The lead plaintiff in the suit, Shannon Daves, is a 47-year-old transgender woman who was arrested for theft on January 17. Daves, who is homeless, was unable to afford her $500 bail and has since been held in solitary confinement at the men’s unit of the Dallas County Jail specifically because of her gender identity, according to the ACLU.

People arrested in Dallas County can only be immediately released by paying their full bail amount in cash or property, a sum determined without consideration of their ability to pay.

“No person should be kept in a cage just because she doesn’t have enough money to make a payment,” said attorney Elizabeth Rossi of the Civil Rights Corps, one of the groups that filed the suit. “The decision to throw a person who is presumed innocent in a jail cell is a serious one. And a person’s access to money should not be the only factor that determines whether she is free or is in jail.”

People arrested in Dallas County can only be immediately released by paying their full bail amount in cash or property, a sum determined solely on the basis of their offense and without consideration of their ability to pay. (People are also permitted to arrange payment through a bail bond company or a third person). The sheriff does not conduct any evaluation of whether a given defendant poses a flight risk or danger to the community. The bail amounts set for the suit’s six plaintiffs range from $500 to $60,0000, despite the fact that nearly all these individuals are unemployed and living in poverty, according to court documents.

Existing research raises doubts about the utility and efficacy of money bail. The use of money bail means that people are more likely to plead guilty so that they can get out of jail. Money bail has been found to increase the likelihood that someone will be convicted and even commit another crime.

Studies have also shown that non-financial conditions of release, for example unsecured bonds (equivalent to a promise to appear in court, with financial penalties for failing to do so), are as effective as achieving public safety and court appearances as money bail.
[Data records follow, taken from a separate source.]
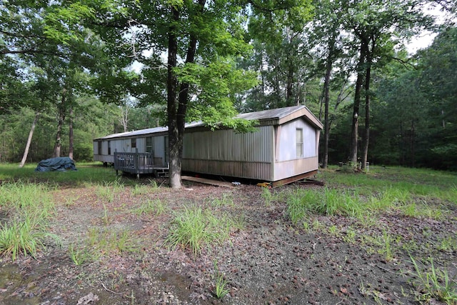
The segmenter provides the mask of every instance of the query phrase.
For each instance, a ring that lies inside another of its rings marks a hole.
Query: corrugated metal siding
[[[186,171],[228,176],[238,178],[273,181],[271,163],[224,161],[214,160],[182,160],[182,169]]]
[[[233,130],[184,134],[184,171],[271,181],[273,179],[273,127],[257,132]]]
[[[231,129],[187,132],[184,134],[184,159],[271,162],[273,126],[257,132],[236,134]]]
The Dallas County lawsuit is just the latest effort to challenge the use of money bail in the United States. Similar suits have been successfully litigated in several states, including in Texas’ Harris County. Said United States District Judge Lee H. Rosenthal in his April 2017 ruling, “[Harris County magistrates] cannot, consistent with the federal Constitution, set that bail on a secured basis requiring up-front payment from indigent misdemeanor defendants otherwise eligible for release, thereby converting the inability to pay into an automatic order of detention without due process and in violation of equal protection.”